La realidad de Palma
Fulgencio Coll, portavoz de Vox en Palma, no se ha cortado un pelo al expresar su preocupación: «Palma no es una ciudad cuidada», decía con contundencia. La falta de vivienda es una tragedia palpable, barrios descuidados claman por atención y la movilidad y seguridad siguen siendo asignaturas pendientes. Además, no podemos olvidar la acumulación de basura que ensucia nuestras calles.
En este escenario caótico, Vox propone dar un giro a la situación con una concesión administrativa que no requeriría inversión del gobierno local. Según ellos, han realizado un preestudio que asegura que esta opción es viable; incluso han consultado a diversos operadores y los números parecen respaldar su idea.
Aunque antes apoyaron la compra del edificio bajo ciertas condiciones —donde destacaban que el coste debía ser cero— ahora parece haber más dudas sobre cómo proceder. Coll recordaba cómo el 30 de enero de 2025 se solicitó un plan para utilizar el edificio y licitar el modelo necesario para su viabilidad; sin embargo, esas promesas todavía están en el aire.
La propuesta de Vox también mantiene intactos los dos edificios existentes e imagina toda la Fachada Marítima como un gran espacio ajardinado. La idea es clara: destinar esos 130 millones a mejoras vitales para Palma en lugar de tirarlos a la basura en proyectos faraónicos.
Cabe mencionar que Vox asegura contar con el respaldo técnico necesario para llevar adelante esta idea; aunque mantienen bajo secreto quiénes son sus asesores arquitectónicos e ingenieros.
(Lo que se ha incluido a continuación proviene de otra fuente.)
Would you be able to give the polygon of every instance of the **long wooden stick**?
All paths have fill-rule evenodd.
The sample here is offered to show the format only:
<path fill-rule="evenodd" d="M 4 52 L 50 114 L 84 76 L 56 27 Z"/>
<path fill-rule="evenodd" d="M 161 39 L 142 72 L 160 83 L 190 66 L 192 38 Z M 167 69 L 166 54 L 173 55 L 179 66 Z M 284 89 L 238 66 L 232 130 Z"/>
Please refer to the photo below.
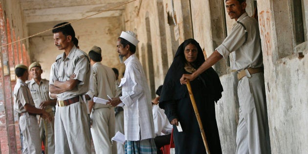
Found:
<path fill-rule="evenodd" d="M 196 114 L 196 117 L 197 118 L 198 121 L 198 124 L 199 124 L 199 128 L 200 128 L 200 131 L 201 132 L 201 135 L 202 135 L 202 138 L 203 140 L 203 143 L 204 143 L 204 146 L 205 147 L 205 150 L 206 150 L 206 153 L 207 154 L 210 154 L 210 150 L 209 149 L 209 146 L 207 145 L 207 141 L 206 141 L 206 137 L 205 137 L 205 133 L 203 130 L 203 127 L 202 125 L 202 122 L 201 121 L 201 118 L 199 115 L 199 111 L 198 111 L 198 108 L 196 105 L 196 101 L 195 101 L 195 97 L 194 97 L 194 94 L 193 94 L 193 91 L 192 90 L 192 87 L 190 86 L 190 83 L 189 81 L 187 80 L 187 89 L 188 89 L 188 93 L 189 93 L 189 96 L 190 97 L 190 100 L 191 100 L 192 104 L 193 104 L 193 107 L 194 108 L 194 110 Z"/>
Y así las cosas, Coll dejó caer una advertencia sobre su apoyo a los presupuestos del PP: «Aún no hemos decidido nada, pero hoy por hoy ese apoyo no está garantizado». Si deciden rechazar esos presupuestos, claro está que también quedaría en entredicho todo lo relacionado con Gesa.
A medida que avanza esta legislatura llena de promesas incumplidas, el malestar crece entre quienes sienten que les han tomado el pelo al aprobar mociones sin llevarlas a cabo. Este tira y afloja deja claro que las decisiones sobre el futuro urbano son más complicadas de lo esperado.